The government of the Ryukyu Islands was somewhat complex, owing in part to the tensions associated with rule by absolute military authority within an ostensible framework of democracy. In 1950, the United States Civil Administration of the Ryukyu Islands (USCAR) replaced direct military governance. USCAR was headed by a High Commissioner, who was at the same time the U.S. military commander of the island. The High Commissioner delegated many of the day-to-day civil administrative duties to a Civil Administrator. The Civil Administrator was an army officer until 1962, after which time civilians held the post.
A local government roughly paralleled USCAR. By 1952, after several name changes, this local government came to be called the Government of the Ryukyu Islands (GRI). It consisted of judiciary, legislative, and executive branches. The legislature was a single body whose members were elected from the various districts of Okinawa and other islands. The executive branch was headed by a Chief Executive. Until 1968, this Chief Executive was recommended to the High Commissioner by the majority party in the legislature, with the High Commissioner having the final say in who would occupy the office. After 1968, the post was filled by direct popular election. The USCAR often tried to work through the GRI, thereby masking its power. The GRI, on the other hand, especially from the late 1960s onward, was potentially--and sometimes actually--a forum for resisting or opposing U.S.-imposed measures.
During this time of U.S. rule, Okinawa functioned like much its own separate country, or perhaps like a colony of the United States. The U.S. dollar was the currency, and travel permits were required of anyone seeking to go to the Japanese mainland. Public display of the Japanese flag was banned, though Okinawans frequently defied this policy. Japanese was the language of formal education and daily life, though a knowledge of English was required for many government officials and employees at military bases. Accidents caused by U.S. military personnel (plane crashes, vehicle collisions, etc.) resulting in death or property destruction took place frequently owing to the close proximity of civilians to military installations and to the small size of Okinawa. With a large concentration of young men in the military installations, crimes ranging from disorderly drunkenness, to rape and murder were also a significant problem for Okinawa.
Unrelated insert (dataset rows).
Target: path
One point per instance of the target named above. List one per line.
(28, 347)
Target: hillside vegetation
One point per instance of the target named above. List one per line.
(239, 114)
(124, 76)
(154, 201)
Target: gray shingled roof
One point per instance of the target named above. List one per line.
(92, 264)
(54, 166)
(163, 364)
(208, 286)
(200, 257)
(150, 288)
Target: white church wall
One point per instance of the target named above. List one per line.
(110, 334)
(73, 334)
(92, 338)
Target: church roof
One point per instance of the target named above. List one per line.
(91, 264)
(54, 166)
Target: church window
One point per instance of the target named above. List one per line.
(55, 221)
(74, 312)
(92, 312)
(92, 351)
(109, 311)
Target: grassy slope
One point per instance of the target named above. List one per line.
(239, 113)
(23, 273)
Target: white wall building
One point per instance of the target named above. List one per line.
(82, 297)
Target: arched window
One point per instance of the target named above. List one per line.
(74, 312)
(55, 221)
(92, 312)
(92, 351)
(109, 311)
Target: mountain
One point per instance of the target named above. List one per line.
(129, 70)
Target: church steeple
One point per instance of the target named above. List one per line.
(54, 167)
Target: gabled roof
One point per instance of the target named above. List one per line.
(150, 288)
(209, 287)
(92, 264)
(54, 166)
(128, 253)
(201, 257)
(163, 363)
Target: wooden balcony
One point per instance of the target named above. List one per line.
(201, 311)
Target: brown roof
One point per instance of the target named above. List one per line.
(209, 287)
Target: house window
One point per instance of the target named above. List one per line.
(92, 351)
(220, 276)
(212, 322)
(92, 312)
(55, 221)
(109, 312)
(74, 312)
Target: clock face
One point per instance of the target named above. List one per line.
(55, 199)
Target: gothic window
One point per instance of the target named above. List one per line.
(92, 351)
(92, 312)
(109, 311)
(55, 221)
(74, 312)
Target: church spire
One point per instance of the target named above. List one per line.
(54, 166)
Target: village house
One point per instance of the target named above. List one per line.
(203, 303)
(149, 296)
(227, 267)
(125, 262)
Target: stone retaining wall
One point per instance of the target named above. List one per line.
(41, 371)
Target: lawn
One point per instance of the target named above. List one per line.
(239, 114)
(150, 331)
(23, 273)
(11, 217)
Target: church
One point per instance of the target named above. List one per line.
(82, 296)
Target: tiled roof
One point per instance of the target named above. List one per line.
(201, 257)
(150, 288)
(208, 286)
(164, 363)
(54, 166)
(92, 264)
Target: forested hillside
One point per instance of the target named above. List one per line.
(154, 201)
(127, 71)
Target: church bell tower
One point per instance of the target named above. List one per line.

Whether caused by accident or criminal intent, cases involving U.S. soldiers harming Okinawans or their property were adjudicated by U.S. military courts, not the judicial branch of the GDI. Okinawans frequently accused these courts of excessive leniency in dealing with such offenses, and, indeed, a common response to serious criminal offenses by U.S. soldiers was to transfer the offenders out of Okinawa to a different military unit. The general population of the United States had little or no idea of the situation in Okinawa, whereas the average Okinawan was acutely aware of living under foreign military occupation.
What about the view of Okinawa from mainland Japan? Until the late 1960s, most Japanese had little interest in Okinawa. Prior to the Pacific War, most Japanese tended to see Okinawa as an exotic, relatively primitive backwater only marginally part of Japan in terms of culture. After the war, most Japanese were concerned with recovery and economic advancement. Insofar as they might have though about Okinawa under U.S. occupation, it was common to suppose that Okinawans all spoke English, ate chunks of red meat with knives and forks, and in many other ways fit the typical stereotype of Americanized people. In the late 1980s I had numerous conversations with Okinawans who had gone to college in the mainland of Japan during the late 1960s or early 1970s. They told me of encounters with Japanese who complimented the Okinawans on their "excellent Japanese" or their ability to wield chopsticks.
By the late 1960s, the Okinawa question had become a well-known political issue in mainland Japan, with nearly all Japanese expressing sympathy toward the people of Okinawa and favoring reversion of the Ryukyu Islands to Japan. However, this sympathy was not so strong as to include willingness to accept any of the U.S. military facilities on Okinawa in their mainland back yards. And both the Japanese and the U.S. governments were determined to maintain the same degree of military presence after reversion of Okinawa to Japan. This determination on the part of the two governments to maintain military forces and bases intact led to widespread dissatisfaction among Okinawans in the post-reversion years, as we shall see in subsequent sections.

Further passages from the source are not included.